I don't know what you are paying but as you have not altered anything from the terms when the nanny accepted the job, it is a bit of a liberty to be asking for a rise now after just a few months in the job. I suspect she has been talking to other nannies who have told her she should be getting a higher rate for when she does the nanny share. If you like her and it is working well for both families, then hopefully you can sort something out - promising a pay review at 9 months or a year into the job might be a good solution.

Cindy34 Wed 26-Jun-13 19:57:37

I agree, she knew it was a share at the start so accepted the salary then. Consider a bonus at xmas and yearly pay reviews.

Cosmia Wed 26-Jun-13 12:39:52

Thanks Ebb, that's good advice. (Crossed fingers that she doesn't resign in a fury or lock the kids in a cupboard :-))

Ebb Wed 26-Jun-13 12:12:30

Quite often nanny shares pay a slightly higher rate but considering she knew the score when you employed her, I think she's really cheeky asking for such a substantial raise! I would tell her no on the basis that she accepted the job under those terms and conditions but perhaps agree to a pay review next March.
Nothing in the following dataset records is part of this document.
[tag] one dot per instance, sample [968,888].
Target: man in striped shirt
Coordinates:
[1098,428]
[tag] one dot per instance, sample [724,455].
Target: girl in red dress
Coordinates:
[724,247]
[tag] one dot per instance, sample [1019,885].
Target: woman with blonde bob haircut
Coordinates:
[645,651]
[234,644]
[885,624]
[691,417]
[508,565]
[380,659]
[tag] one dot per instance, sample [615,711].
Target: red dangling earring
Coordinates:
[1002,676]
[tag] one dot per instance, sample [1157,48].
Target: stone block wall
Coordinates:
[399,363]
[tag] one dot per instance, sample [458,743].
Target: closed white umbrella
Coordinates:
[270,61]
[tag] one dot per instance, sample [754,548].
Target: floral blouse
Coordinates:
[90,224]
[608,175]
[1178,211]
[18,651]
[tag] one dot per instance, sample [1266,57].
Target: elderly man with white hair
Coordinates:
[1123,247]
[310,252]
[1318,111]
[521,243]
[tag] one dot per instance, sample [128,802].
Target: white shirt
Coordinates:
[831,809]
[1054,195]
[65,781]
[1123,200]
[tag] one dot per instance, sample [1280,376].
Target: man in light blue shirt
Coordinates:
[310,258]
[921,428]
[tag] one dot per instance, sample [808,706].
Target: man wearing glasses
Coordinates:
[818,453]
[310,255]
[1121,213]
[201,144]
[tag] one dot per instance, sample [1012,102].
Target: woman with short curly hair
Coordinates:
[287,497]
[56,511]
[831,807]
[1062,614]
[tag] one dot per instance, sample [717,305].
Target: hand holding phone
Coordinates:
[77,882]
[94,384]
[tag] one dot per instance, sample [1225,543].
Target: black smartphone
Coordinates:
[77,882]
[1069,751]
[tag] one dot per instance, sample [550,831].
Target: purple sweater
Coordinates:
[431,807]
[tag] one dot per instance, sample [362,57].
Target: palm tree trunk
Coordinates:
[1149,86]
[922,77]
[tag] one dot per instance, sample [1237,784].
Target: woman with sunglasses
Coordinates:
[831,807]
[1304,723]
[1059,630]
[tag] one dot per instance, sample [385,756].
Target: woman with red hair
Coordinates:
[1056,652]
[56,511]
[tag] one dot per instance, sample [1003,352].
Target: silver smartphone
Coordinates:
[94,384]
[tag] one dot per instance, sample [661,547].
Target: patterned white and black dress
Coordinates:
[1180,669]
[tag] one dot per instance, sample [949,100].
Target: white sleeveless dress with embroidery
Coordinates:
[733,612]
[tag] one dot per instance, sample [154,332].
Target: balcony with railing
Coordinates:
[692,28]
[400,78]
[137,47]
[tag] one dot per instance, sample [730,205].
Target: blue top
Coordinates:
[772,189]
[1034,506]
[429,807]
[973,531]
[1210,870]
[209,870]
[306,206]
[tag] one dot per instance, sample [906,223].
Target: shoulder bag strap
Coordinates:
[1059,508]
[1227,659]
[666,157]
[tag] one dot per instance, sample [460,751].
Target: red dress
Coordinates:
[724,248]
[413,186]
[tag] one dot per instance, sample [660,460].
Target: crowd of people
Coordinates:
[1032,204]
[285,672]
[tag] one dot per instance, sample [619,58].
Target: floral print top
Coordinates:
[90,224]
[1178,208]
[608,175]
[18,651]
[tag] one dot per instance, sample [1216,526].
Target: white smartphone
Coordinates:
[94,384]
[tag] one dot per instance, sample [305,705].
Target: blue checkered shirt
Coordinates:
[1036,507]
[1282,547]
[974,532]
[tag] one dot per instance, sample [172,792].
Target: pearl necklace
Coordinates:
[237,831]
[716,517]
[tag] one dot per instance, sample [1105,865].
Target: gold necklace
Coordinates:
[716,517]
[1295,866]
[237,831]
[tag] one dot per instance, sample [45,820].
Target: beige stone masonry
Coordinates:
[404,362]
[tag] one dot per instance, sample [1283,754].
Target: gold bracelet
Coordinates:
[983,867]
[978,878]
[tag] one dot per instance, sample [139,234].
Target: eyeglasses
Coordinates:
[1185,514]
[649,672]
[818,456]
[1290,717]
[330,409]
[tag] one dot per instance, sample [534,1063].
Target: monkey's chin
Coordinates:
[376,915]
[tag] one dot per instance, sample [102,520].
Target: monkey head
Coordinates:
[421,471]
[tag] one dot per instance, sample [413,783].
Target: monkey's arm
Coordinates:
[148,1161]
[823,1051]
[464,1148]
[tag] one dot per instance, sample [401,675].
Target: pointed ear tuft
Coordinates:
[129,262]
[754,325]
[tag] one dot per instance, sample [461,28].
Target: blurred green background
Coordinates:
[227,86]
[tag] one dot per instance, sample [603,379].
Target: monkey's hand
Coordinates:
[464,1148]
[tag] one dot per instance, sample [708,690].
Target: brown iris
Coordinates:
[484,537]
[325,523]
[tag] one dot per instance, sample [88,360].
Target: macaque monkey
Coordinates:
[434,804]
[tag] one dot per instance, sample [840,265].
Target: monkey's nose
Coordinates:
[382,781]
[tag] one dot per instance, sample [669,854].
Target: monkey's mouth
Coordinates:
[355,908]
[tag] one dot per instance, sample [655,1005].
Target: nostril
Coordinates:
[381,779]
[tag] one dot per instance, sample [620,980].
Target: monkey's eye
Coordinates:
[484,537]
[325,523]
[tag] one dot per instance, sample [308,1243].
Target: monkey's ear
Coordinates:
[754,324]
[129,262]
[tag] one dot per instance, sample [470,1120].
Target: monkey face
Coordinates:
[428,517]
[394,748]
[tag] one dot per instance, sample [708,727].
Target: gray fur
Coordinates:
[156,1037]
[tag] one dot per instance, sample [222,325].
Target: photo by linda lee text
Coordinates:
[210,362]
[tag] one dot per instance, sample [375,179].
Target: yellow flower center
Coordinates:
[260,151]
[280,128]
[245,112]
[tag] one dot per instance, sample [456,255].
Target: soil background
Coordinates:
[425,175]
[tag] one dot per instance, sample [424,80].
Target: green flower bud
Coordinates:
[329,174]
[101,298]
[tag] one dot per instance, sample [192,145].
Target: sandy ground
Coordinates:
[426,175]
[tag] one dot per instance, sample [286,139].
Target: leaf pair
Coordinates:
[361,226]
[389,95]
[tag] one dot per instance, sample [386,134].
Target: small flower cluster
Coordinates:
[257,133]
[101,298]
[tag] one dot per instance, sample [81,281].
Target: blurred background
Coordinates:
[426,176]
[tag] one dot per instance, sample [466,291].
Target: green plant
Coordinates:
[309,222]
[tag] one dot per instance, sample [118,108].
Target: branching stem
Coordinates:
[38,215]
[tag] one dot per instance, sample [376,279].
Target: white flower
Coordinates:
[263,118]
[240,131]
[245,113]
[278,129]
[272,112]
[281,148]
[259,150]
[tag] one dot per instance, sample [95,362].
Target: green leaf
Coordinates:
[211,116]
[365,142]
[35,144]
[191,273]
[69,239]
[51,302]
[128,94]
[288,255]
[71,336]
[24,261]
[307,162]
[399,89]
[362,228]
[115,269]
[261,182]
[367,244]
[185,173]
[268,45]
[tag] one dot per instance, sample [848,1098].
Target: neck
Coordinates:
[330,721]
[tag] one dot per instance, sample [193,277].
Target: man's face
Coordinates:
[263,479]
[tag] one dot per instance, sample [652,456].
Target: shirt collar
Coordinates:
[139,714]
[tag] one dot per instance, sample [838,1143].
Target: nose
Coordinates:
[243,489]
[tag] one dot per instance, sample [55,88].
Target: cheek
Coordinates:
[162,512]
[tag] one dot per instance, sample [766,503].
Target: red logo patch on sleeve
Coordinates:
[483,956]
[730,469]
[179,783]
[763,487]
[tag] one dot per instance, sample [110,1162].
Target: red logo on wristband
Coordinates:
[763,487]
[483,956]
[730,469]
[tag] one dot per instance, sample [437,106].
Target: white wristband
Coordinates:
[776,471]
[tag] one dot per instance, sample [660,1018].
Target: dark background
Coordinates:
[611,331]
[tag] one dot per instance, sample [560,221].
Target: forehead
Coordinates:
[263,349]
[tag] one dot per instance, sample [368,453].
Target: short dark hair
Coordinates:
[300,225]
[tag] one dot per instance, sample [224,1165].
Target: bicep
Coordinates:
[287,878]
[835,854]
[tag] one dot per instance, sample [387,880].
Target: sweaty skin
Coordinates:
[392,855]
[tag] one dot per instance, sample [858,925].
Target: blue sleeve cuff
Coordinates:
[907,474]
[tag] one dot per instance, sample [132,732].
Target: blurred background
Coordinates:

Cosmia Wed 26-Jun-13 10:41:32

Guidance desperately needed please! We have employed a nanny since March who looks after my child full time and a friend's child 1-2 days a week as well. We hired her on this basis, it was very clearly stated from the ad onwards, the interview with both mums and children etc, that this was to be a part time share for two children. The nanny has just asked for a pay increase of c.12% as she feels that she should get more for the days when she is looking after both.

I am very confused as to what to do. I'm slightly cross that she is trying to shift the goalposts on what was clearly agreed from the outset, loathe to fork out another c.£50/week and don't actually think it is that reasonable. However, she is doing a great job, both the kids really like her and without her I couldn't go to work etc etc.

FWIW she takes home £10/hour.

All advice very gratefully received.